House of Beauty Reopens in London

The British artist William Hogarth’s ‘Line of Beauty’ is central to the design philosophy of the Keno Bros., and is also reflected in many of the classical forms from Theodore Alexander.

With this in mind, we were delighted to discover that the London house of Hogarth re-opens this month following an intensive restoration project.

Hogarth's House as it stands today

Built in the early 18th century as a rural retreat for the artist, the interior has been restored using careful paint analysis and original architectural elements.

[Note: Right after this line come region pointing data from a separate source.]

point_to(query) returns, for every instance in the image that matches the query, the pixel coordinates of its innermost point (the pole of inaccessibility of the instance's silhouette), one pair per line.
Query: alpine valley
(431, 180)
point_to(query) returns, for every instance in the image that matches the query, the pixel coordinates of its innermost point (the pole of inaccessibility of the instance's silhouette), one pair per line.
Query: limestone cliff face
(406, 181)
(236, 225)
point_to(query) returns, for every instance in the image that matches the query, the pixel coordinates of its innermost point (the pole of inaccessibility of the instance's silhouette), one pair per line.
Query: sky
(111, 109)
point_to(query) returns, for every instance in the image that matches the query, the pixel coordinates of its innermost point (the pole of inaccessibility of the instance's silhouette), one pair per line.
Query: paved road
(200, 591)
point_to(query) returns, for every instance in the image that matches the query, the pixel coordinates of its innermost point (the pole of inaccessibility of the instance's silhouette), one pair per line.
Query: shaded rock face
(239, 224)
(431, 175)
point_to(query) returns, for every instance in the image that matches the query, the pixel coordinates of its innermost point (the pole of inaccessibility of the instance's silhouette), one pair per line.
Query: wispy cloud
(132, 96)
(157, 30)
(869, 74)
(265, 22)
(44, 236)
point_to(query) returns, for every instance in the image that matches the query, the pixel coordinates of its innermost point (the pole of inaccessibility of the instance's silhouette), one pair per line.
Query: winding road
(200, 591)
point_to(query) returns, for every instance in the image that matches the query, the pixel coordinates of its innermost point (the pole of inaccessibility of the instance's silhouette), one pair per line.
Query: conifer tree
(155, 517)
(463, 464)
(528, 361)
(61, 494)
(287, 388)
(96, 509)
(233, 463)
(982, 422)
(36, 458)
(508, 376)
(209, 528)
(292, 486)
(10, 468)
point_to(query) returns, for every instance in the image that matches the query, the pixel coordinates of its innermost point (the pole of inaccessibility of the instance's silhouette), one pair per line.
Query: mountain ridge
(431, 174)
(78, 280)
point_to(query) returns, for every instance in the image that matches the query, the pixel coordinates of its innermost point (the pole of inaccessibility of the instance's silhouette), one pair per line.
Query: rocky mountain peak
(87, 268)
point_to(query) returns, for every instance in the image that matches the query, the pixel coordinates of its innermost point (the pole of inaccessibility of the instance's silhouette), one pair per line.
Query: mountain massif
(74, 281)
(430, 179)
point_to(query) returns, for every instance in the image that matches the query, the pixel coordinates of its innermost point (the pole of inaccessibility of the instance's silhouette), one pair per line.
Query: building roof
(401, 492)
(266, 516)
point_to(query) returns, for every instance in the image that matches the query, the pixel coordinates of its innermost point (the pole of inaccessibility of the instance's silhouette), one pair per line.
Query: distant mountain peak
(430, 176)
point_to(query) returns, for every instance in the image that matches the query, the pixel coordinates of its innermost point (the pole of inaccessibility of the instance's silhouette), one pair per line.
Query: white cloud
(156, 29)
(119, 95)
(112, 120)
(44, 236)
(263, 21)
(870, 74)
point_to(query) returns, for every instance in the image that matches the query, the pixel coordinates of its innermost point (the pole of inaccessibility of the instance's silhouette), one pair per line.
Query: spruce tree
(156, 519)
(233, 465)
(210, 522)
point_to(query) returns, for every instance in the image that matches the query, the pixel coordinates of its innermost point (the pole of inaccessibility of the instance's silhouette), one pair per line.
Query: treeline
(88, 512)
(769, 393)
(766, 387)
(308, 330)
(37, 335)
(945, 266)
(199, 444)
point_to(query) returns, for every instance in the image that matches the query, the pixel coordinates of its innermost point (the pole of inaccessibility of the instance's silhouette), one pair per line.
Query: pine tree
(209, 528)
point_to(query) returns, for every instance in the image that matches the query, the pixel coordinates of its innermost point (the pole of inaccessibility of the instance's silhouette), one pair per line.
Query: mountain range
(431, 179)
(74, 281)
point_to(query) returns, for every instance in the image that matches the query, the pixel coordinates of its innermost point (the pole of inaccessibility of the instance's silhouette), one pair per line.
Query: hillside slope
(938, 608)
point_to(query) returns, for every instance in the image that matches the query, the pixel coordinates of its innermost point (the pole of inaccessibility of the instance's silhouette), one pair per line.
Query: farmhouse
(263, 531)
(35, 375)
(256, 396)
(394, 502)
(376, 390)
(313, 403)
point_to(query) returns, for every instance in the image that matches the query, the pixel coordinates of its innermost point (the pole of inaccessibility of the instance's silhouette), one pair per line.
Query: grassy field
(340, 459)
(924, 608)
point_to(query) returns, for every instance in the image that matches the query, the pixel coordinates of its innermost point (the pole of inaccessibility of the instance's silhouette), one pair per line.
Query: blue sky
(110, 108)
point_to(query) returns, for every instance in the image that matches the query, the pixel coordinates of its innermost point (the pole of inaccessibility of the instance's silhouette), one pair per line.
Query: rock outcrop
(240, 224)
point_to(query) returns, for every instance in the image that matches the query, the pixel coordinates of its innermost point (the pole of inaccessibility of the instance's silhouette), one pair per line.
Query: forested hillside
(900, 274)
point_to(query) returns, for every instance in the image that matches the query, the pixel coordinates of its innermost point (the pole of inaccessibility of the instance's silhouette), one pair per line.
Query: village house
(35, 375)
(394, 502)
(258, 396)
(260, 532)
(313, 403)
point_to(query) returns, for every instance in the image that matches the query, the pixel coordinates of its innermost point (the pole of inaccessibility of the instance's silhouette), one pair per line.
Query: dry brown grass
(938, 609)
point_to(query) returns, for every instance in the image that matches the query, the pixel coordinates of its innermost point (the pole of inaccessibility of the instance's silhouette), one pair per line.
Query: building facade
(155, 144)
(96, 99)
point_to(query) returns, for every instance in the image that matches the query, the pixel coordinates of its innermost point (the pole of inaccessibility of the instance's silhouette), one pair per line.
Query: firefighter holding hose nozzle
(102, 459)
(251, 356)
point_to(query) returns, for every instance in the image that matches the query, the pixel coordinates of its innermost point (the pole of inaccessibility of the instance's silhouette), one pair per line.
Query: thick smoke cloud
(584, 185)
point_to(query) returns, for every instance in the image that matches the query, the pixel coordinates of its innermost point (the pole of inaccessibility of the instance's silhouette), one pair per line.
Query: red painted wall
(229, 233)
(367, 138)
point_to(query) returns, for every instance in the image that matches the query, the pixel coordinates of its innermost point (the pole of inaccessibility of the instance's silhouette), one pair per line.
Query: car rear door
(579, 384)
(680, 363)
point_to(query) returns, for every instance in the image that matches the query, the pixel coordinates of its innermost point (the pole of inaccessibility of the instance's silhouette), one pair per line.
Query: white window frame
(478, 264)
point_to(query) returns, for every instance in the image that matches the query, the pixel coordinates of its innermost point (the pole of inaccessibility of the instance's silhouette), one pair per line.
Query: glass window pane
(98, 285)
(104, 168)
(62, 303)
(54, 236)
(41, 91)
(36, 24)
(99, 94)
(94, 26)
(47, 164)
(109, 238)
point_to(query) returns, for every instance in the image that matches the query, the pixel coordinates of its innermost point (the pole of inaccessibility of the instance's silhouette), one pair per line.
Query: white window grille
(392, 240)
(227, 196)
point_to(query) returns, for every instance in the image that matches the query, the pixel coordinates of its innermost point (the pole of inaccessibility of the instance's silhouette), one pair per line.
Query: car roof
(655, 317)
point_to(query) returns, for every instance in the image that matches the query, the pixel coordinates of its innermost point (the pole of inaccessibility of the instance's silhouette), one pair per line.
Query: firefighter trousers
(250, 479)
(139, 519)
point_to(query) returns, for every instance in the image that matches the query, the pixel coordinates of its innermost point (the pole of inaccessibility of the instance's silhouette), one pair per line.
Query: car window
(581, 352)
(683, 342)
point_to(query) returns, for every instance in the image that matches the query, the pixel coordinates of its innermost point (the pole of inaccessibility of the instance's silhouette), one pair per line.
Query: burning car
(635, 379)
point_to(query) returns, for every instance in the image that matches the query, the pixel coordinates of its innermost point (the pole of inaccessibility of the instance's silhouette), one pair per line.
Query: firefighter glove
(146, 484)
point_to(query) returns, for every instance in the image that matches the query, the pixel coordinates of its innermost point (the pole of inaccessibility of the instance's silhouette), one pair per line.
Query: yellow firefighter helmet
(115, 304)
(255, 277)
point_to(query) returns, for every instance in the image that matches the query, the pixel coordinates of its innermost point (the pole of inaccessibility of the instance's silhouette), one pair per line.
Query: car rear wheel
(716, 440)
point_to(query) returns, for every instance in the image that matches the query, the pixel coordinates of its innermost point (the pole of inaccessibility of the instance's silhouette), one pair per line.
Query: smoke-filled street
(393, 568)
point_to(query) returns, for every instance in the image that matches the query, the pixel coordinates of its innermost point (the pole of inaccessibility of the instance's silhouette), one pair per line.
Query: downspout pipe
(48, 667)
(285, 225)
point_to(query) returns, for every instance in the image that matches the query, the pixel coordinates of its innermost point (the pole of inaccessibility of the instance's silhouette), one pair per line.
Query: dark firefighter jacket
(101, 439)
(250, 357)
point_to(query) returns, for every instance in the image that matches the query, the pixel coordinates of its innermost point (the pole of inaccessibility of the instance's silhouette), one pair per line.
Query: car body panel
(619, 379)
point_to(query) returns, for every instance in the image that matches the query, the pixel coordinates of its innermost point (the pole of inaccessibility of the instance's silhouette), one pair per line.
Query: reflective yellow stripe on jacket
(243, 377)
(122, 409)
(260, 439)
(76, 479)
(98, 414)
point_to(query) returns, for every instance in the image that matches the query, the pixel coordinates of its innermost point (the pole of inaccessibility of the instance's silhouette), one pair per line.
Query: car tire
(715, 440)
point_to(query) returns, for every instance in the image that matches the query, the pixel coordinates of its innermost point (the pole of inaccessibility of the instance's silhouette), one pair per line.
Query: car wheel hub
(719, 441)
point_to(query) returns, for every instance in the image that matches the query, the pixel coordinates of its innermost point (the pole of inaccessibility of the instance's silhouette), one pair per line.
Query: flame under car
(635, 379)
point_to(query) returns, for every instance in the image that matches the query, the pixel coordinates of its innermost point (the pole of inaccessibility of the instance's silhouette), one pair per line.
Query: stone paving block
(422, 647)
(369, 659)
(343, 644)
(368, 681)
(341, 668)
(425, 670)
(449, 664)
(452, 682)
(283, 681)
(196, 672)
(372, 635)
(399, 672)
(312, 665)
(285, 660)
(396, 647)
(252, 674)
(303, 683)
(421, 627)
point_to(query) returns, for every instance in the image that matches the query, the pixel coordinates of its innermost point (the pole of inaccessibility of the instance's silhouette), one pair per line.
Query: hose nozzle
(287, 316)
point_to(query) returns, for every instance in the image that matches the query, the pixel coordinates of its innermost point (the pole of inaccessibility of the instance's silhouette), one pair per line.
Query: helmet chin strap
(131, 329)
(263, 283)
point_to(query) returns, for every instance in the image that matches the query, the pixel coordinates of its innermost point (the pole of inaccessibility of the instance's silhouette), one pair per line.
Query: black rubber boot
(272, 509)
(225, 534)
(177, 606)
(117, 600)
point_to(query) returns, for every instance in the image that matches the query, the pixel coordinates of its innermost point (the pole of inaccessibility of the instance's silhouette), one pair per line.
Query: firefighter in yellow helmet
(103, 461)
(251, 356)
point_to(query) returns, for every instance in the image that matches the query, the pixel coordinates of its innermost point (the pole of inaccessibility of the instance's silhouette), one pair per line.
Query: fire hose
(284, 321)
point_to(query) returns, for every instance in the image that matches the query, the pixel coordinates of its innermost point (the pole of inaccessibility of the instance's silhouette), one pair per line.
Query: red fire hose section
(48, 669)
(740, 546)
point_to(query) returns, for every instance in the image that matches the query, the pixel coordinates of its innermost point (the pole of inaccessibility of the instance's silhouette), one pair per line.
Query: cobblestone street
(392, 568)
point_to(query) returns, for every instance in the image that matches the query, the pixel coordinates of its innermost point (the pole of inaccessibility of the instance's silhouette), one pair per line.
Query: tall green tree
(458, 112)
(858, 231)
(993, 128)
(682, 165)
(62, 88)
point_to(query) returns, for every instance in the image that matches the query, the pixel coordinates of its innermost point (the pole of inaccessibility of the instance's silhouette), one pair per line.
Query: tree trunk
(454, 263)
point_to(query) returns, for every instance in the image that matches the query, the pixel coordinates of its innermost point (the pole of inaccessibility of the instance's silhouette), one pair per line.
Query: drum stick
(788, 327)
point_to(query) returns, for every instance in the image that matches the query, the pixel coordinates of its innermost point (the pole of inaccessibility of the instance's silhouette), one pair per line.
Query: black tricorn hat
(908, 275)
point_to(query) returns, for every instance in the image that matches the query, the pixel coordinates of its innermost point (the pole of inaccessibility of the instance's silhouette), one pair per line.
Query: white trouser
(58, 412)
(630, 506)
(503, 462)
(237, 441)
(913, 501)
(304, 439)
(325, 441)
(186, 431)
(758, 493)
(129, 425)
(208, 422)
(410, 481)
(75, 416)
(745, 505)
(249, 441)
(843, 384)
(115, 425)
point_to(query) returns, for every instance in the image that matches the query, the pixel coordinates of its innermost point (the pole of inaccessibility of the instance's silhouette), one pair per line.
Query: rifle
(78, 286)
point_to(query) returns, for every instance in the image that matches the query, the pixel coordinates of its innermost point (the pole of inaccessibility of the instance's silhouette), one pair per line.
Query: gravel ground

An interior view of the house prior to the devastating fire. Image reproduced from An interior view of Hogarth's House prior to the devastating fire. Image from Flickr user bramhall.

The house would have originally been surrounded by green fields and woodland (below), but has now been enclosed by London’s urban sprawl.

An early view of Hogarth's House in Chiswick. London

Hogarth’s ‘Line of Beauty’ is outlined in his 1753 book ‘The Analysis of Beauty’, a work that explores art, beauty and variety in nature. According to Hogarth’s philosophy, S-shaped lines signify visual liveliness and captures the attention of the viewer in a way that a straight line cannot.

The Analysis of Beauty, by William Hogarth, 1753

As Leigh and Leslie Keno state:

Multiple curves with their undulations, peaks, and dips lead the viewer’s eye on a chase.

which is reflected in the gentle cabriole legs and serpentine forms of their designs.

Hogarth’s House is free to enter and is open 12 noon to 5pm Tuesday to Sunday.